Warren Buffett’s holding company, Berkshire Hathaway, owns a mix of about 45 stocks at any given time. Although it’s diversified, it leans heavily toward bank stocks and value stocks, with only a smattering of growth stocks and tech stocks. And Buffett loves dividends.
Your individual goals will likely look different from Berkshire Hathaway’s, which has certain targets it has to confront and a strategy to grow its billions of funds for clients. Most individuals do well with a fully diversified portfolio by size, industry, and more.
One feature that stands out for most Buffett stocks, and which is also a factor individual investors should consider, is valuation. If a stock’s valuation is already too rich, the chance of soaring decreases. The premise behind finding undervalued stocks is that the price will rise to confront the real value of the stock.
Buffett’s longest-held stock, which he said he would never sell, looks pretty cheap right now. Here’s how Coca-Cola (KO 0.34%) stock could help make you rich.
Why does Buffett love Coca-Cola stock?
Buffett frequently mentions Coca-Cola in interviews, shareholder letters, and annual meetings. He loves Coca-Cola because he sees it as playing a role in the American story, helping to drive the economy. That gives it a future that inspires confidence.
Coca-Cola is the largest beverage company in the world, with $45 billion in trailing-12-month sales. The company struggled with severe setbacks during the pandemic when people stayed home, and it was forced to make critical changes. But it has emerged from the pandemic as a leaner, more efficient company, with a new structure and about 200 brands, or half of what it had before.
The company raised prices to combat the effects of inflation, and sales continue to rise, growing 8% over last year in this year’s third quarter. Earnings per share (EPS) increased 9% to $0.71, and even the core operating margin widened ever so slightly from 29.5% to 29.7%.
It wasn’t only the price hikes. Volume increased by 2% over last year, and that speaks to the power of Coca-Cola’s brand and why its long-term story is so compelling.
It’s all about the dividend
Berkshire Hathaway completed its purchase of Coca-Cola stock for a total of $1.3 billion in 1994, and it hasn’t sold a share since. In 1994, the total dividend from Coca-Cola stock was $74 million, and it expanded to $704 million in 2022. That’s the kind of passive income stream which is very attractive, particularly for retirees, but for any investor. It adds enormous value to the stock on top of price appreciation.

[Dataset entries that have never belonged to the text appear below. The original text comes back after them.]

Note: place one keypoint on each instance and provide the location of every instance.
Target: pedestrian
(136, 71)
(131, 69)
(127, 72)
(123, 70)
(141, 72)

Coca-Cola is a Dividend King and has been raising its payout annually for the past 61 years. At the current price, it yields 3.1%. Management has demonstrated its complete commitment to the dividend even under adverse conditions, and it’s one of the most reliable dividends on the stock market.
Coca-Cola stock is close to a three-year low
Investors became more enthusiastic last year about Coca-Cola stock when they moved into safe stocks, and it gained 7.5% in 2022 even as the S&P 500 lost 19.5%. As investors adopt growth stocks again, that trend has reversed. Coca-Cola stock is down 8% this year as the S&P 500 is up almost 19%.
At the current price, Coca-Cola shares trade at a price-to-earnings ratio of 23. This is close to its cheapest valuation in three years.
It’s actually close to the lowest it’s been in 10 years outside of the 2020 crash. Investors are moving their money back into growth stocks, and that spells opportunity for investors looking for a bargain.
To see how it could work practically, Coca-Cola increased EPS by 40% over the past three years. During that time, the average price-to-earnings ratio was 27. Using the same EPS boost would direct to a stock price of $94 in three years, or a 61% boost over today’s price. And that doesn’t include the dividend.
Over a longer time period, expect to see much higher gains. Coca-Cola stock could be part of a varied portfolio that could help make you rich over time, and it’s priced to buy.
Jennifer Saibil has no position in any of the stocks mentioned. The Motley Fool has positions in and recommends Berkshire Hathaway. The Motley Fool recommends the following options: long January 2024 $47.50 calls on Coca-Cola. The Motley Fool has a disclosure policy.